A city since 1268, IJlst’s history is also inextricably linked to water and nature in general. The city is actually named after the river that once passed through it, the old Ee, which flowed from the former Zuiderzee (now the IJsselmeer) to the Middelzee (Middle Sea). IJlst gradually emerged at the crossroads of these three important waterways. It is also one of the Frisian cities visited by the grueling ‘Elfstedentocht’ ice-skating race, known in English as the Eleven Cities Tour. While you’re sightseeing in the city, make sure you visit the charming ‘Het Wapen van IJlst’ hotel, which boasts a cozy cafe, an elegant bistro serving a range of local Dutch delicacies, and e-bike rental to help you fully explore the city and surrounding area in style.

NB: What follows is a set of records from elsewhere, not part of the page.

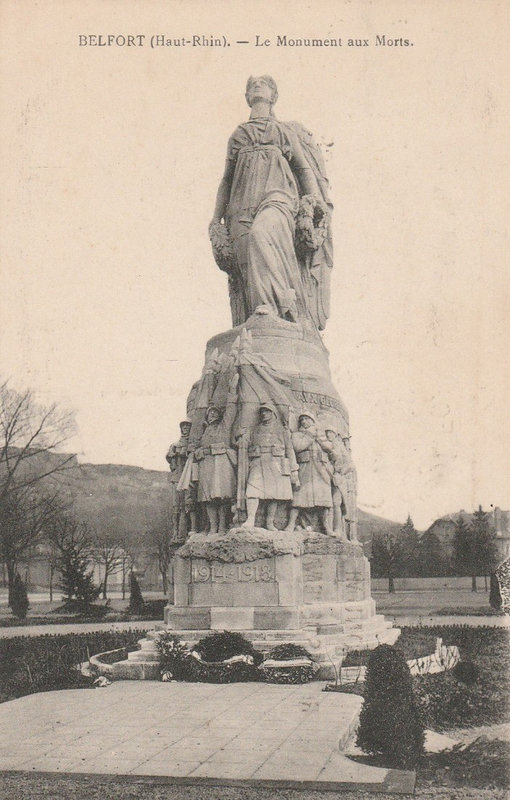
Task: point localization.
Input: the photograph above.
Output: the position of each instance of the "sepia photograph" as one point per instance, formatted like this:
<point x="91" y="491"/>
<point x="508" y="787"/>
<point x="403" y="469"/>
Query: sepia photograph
<point x="254" y="429"/>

Things to see and do in IJlst
The city and its scenic surroundings are perfect to explore by bike, foot or boat. While you’re in the city don’t miss the chance to step back in time at the 17th-century sawmill ‘De Rat’, a three-story ‘stellingmolen’ (or smock mill) which straddles the River Geeuw. The mill has been in use for more than 300 years and still slices large tree trunks into planks today. Another highlight is the new Nooitgedagt Museum, which traces the history of ‘Nooitgedagt IJlst’, the most famous wooden ice-skate manufacturer in the Netherlands, which closed in the 1990s. The museum offers a chance to explore the company’s fascinating history and see some of the remarkable products it made – including its famous wooden skates, toys and tools – as well as take part in woodworking workshops. The museum is currently making the move into a brand-new building and is temporarily closed.

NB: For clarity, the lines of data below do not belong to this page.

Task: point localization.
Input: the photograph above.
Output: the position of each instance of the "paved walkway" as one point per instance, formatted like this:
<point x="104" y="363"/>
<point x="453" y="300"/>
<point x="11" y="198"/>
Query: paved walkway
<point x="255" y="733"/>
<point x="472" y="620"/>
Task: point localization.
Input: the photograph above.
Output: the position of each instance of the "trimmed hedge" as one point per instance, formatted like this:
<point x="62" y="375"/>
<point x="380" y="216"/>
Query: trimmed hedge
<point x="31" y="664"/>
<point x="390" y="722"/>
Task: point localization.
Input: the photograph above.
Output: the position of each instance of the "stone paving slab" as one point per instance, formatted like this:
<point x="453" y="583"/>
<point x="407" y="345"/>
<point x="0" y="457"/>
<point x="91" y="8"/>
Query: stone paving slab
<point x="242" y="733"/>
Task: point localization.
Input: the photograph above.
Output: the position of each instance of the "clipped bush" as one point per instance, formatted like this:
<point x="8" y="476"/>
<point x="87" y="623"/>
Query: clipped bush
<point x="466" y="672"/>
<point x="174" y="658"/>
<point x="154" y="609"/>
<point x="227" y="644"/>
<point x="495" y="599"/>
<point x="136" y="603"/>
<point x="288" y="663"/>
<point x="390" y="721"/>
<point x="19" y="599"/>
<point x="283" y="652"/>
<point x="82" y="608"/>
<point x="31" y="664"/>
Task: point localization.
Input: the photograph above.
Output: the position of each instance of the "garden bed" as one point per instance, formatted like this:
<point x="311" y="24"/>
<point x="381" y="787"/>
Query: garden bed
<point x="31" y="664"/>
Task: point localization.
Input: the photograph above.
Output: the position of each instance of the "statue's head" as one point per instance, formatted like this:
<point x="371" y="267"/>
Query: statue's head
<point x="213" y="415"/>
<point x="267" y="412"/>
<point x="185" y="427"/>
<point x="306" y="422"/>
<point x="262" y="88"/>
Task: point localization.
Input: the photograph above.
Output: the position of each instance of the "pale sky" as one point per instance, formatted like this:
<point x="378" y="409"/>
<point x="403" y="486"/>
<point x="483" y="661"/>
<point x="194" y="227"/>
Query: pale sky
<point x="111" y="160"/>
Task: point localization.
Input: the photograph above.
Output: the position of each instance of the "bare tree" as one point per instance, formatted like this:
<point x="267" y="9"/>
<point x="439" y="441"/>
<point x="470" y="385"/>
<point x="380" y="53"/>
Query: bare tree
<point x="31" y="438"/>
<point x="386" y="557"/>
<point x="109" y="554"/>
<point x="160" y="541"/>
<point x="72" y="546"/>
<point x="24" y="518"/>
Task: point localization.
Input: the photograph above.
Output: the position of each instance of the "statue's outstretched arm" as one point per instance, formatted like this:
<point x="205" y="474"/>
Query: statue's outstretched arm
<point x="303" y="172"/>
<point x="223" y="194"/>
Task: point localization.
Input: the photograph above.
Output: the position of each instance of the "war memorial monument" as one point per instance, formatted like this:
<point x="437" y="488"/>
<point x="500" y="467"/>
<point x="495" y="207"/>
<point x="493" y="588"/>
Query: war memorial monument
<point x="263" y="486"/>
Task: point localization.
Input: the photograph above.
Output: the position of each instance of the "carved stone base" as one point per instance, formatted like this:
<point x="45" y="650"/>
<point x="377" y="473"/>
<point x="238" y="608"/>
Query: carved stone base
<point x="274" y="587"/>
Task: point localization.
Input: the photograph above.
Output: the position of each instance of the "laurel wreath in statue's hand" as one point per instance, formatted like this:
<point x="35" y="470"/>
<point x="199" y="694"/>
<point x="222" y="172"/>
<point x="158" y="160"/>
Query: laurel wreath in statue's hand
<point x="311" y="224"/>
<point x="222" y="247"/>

IJlst was born from water, as Frisian people reclaimed lands from the sea and built new cities. This process, as different generations continued to build new homes from land which once belonged to the water, is the inspiration behind Shinji Ohmaki’s fountain ‘Immortal Flowers: Rikka’ at De Dassenboarch. It is a monument which is formed from old Dutch ‘stinzen’ plants, arranged in the traditional Japanese ‘Rikka’ style. The bouquet of flowers, planted in a vase shaped surface of water, catches and reflects light and the flowers’ own colors. The work was created as part of the Leeuwarden-Friesland 2018 cultural program 11Fountains, in which a fountain was created for each of Friesland’s 11 cities.

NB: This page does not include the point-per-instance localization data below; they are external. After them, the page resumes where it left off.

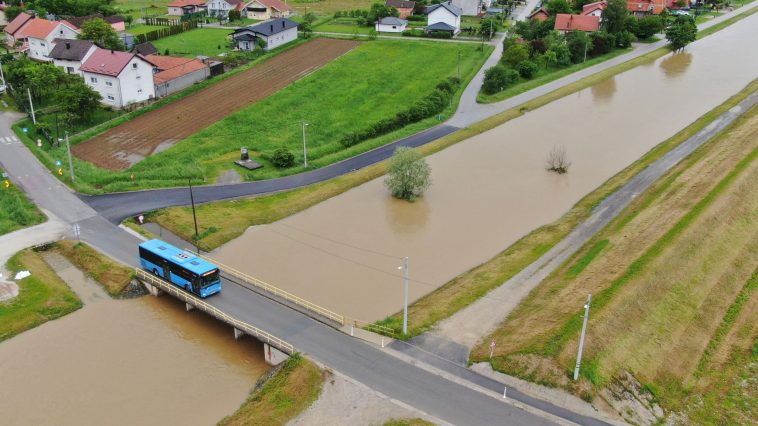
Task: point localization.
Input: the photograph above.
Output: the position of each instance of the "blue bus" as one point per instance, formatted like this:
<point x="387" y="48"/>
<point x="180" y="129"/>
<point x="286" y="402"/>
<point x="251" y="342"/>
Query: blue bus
<point x="181" y="268"/>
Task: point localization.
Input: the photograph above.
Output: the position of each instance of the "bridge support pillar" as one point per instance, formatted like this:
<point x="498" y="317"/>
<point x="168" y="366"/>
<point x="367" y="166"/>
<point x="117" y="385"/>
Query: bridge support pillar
<point x="273" y="356"/>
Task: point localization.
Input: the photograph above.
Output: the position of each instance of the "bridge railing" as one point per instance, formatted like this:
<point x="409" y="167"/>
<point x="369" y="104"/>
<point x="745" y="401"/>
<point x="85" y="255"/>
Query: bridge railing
<point x="200" y="304"/>
<point x="324" y="312"/>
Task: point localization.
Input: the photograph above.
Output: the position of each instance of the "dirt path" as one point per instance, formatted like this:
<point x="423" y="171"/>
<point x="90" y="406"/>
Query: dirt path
<point x="124" y="145"/>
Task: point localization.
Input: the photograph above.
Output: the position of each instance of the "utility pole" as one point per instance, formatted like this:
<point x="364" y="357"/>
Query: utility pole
<point x="305" y="147"/>
<point x="194" y="216"/>
<point x="405" y="294"/>
<point x="70" y="161"/>
<point x="31" y="106"/>
<point x="581" y="339"/>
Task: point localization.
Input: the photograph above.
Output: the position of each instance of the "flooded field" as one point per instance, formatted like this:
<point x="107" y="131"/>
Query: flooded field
<point x="493" y="188"/>
<point x="143" y="361"/>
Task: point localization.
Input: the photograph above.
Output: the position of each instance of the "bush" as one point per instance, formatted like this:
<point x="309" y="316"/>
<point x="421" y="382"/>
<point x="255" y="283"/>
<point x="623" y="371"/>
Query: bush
<point x="527" y="69"/>
<point x="283" y="158"/>
<point x="497" y="78"/>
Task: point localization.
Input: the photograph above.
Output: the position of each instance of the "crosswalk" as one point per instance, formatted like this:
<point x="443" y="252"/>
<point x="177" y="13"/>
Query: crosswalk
<point x="9" y="140"/>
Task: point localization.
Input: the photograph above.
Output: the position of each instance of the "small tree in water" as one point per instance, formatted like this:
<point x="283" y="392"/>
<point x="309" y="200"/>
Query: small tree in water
<point x="409" y="175"/>
<point x="557" y="161"/>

Spending the night in IJlst
Overlooking the River Geeuw, the charming hotel Het Wapen van Ijlst offers modern rooms, an extensive breakfast and an informal, elegant bistro restaurant serving gourmet cuisine made with traditional Dutch ingredients. Each of its quaint rooms overlooks the river or bridge, which sit alongside the hotel. As such, it’s the perfect place to venture out into the city and Frisian countryside.